Fifty years since its enactment, Medicaid has proven over and over again to be successful in achieving what it is designed to do: provide needed health care coverage to the most vulnerable individuals. Medicaid covers people who otherwise would have to do without, with crippling consequences for them and the nation.
Part of what makes Medicaid so successful is its structure, which is tailored to the populations it serves: low-income people, particularly children, persons with disabilities, pregnant women and older adults. Contrary to popular belief, Medicaid covers these groups in the most cost-conscious way, often lower than comparable private insurance plans. And Medicaid is flexible, giving states lots of ways to tailor programs to meet their budgets and enrollees' needs.
Yet, Medicaid is a favorite program to attack. Whether it is from opponents who want to gut federal funding and radically transform the program or states that aim to cut costs by burdening beneficiaries, the attacks keep coming.
Here are four ways to keep Medicaid "Medicaid." Because 68.5 million people are counting on it.
- Mandatory benefits stay mandatory: To put it simply, Medicaid plays a crucial role in our health system through the scope of care it covers and the populations it serves. Low-income children and youth suffer disproportionately from chronic diseases and developmental delays. Medicaid provides them with access to a screening and treatment benefit (known as Early and Periodic, Screening Diagnostic and Treatment), which can catch problems earlier and help improve their long-term health. Similarly, Medicaid ensures that low-income women have guaranteed access to family planning services. Medicaid also targets services to individuals with disabilities and older adults -- serving as the most significant long-term care insurer in the country. This enables people in these groups to receive care in their homes or communities, rather than an institutional setting. Federal law gives states a great deal of flexibility in deciding how to cover services, as long as those services are sufficient in the "amount, duration and scope." This Medicaid standard for care protects those who need it and should never be compromised.

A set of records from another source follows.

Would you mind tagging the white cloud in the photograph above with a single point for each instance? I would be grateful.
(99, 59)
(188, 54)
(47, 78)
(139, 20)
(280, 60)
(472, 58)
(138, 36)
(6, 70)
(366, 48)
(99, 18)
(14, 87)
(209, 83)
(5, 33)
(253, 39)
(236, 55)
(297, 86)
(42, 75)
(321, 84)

- Keep Medicaid affordable: Because Medicaid covers people who are living near or below poverty, cost-sharing can quickly lock people out of care or force them to make difficult choices between health care, food and rent. States can impose premiums and cost-sharing on some Medicaid beneficiaries. Congress, however, has closely guarded beneficiaries over the years, acting to ensure that coverage is affordable. The only way to keep Medicaid affordable is to limit premiums and other forms of cost-sharing that undermine access to care.
- Uphold due process protections: Medicaid is a legal entitlement and as such, comes with Constitutional and statutory protections. Beneficiaries have the right to receive their Medicaid cards and needed services without unreasonable delays. And states cannot terminate or alter coverage without letting beneficiaries know in advance about the planned action and providing them with the opportunity for a hearing before an impartial hearing officer. Functionally, this means that Medicaid's protections allow people to maintain access to the health care they need while justice is pursued.
- Maintain continuous coverage: Low-income people often face urgent health care problems and have no ability to quickly access care without special enrollment policies. Vulnerable people can also face threats to their health when their coverage status changes and leaves them one emergency away from tragedy. Medicaid includes special protections that avoid cutting off care or leaving a newly eligible person without the ability to enroll. Unlike private coverage, Medicaid enrollment is open year round, and the law requires that assistance be furnished with reasonable promptness. In the context of the ACA, states are implementing new requirements to re-determine enrollee eligibility under the new income counting rules, and must do so in ways that do not burden enrollees or cause them to inadvertently lose coverage. And to ensure that people can quickly get the care they need without delay, Medicaid provides retroactive eligibility, back to the date of application. Together these policies ensure that enrollees can quickly apply, access and keep coverage when they need it and must be protected.